Your power supply might be struggling with this. Not because 1kw isn’t enough on paper, it’s borderline, but because the spiky nature of these components. A voltage dropping very, very slightly due to load can cause the sorts of errors that your enterprise gear can deal with (but would probably result in a bsod if you weren’t using threadripper and ECC memory).

freecableguy · December 31, 2025, 8:27pm

Tell us more about your PSU (i.e., actual model). You really should have an ATX 3.0 or higher specification PSU for this system. Transient response for high excursion power events is critical for systems of this type.

Hako · December 31, 2025, 8:35pm

Updated start post with the PSU + link to manufactuerer.

It’d be weird if it’s the PSU though, does this TR 9960X suck that much more power than a TR 3960X?
I had the PSU running my previous TR 3960X system just fine…
Can’t really check that for now though unless I get a new one…

rjsams · December 31, 2025, 9:57pm

Since this is used, have you checked to see if the previous owner enabled any form of overclocking in the bios?

If you (or previous owner) poked any OC or power settings, these chips can pull a tremendous amount of power. Easily way our of spec for that PSU. If it looks like bios settings may have been changed I’d be tempted to do a reset to defaults and see if the problems resolve.

Hako · December 31, 2025, 10:28pm

It’s not used, I bought it brand new.
There has been no overclock done.
Sorry to confuse with the “relatively new” part. I was just saying with that that it’s not that old yet

Janos · January 1, 2026, 3:45am

Underclock the system and see what happens.

Hako · January 1, 2026, 10:12am

Update: I let Memtest5 0.13.1 with 1usmus’ config run overnight and just this morning I got a WHEA uncorrectable error happen and was greeted by a BSOD when I came into the room.

Seems like underclocking is the next step yes.
Kinda annoying that you can only configure the first 2 CCDs with this board.

thro · January 1, 2026, 12:37pm

If you aren’t pushing much else in the system (and MemTest won’t be) I’d RMA the chip at this point.

Your PSU should be plenty, MemTest won’t be pushing the GPU at all or anything else. Its not like this is a top end thread ripper either.

If the chip can’t run memtest properly on a 1000W PSU and keeps getting L3 cache failures, its junk.

I’d put dummy user mode on, stop fucking about and just RMA it. At the very least, initiate the process with your reseller or direct with AMD as appropriate - sooner rather than later so there’s a paper trail of when this sort of stuff started.

Sometimes parts are faulty. It happens.

Underclocking might help, but all that will prove is that it doesn’t run at rated frequency, and is still faulty.

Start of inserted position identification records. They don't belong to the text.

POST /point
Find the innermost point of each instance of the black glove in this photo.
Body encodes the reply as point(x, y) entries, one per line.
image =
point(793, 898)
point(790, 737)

Building PCs isnt/shouldn’t be that hard and L3 cache is internal to the CPU.

dahlia123 · January 1, 2026, 1:14pm

Can you check the memory module temperature? I have seen the same error from my system before I put dedicate fans on memory modules.

Hako · January 1, 2026, 2:01pm

If I push the memory with Memtest5 on the EXPO profile I can generate the errors it seems, found that out just now.

The temps of the modules rise until around 76C according to HWiNFO64.
Sadly this board is horrible in terms of space with the ARTIC Freezer 4U-M, there is no space left, tha I can see, to put a small fan anywhere near the RAM modules.

With new year just happening and retailers being closed for the rest of the week I can only initiate the RMA next week.

For now I reduced the memory down to something easier and for the short test, in which the EXPO profile would throws errors, it’s not showing any errors.

Crion · January 1, 2026, 3:25pm

BIOS and M/B revision?

Hako · January 1, 2026, 3:28pm

Updated first post with the information.
Rev 1.2
BIOS: FA3e

And welcome to the forum

Crion · January 1, 2026, 7:15pm

Thanks, been lurking but finally made an account. ;D

Hako · January 3, 2026, 10:01am

Update: Sent the CPU back to the reseller, now the waiting game.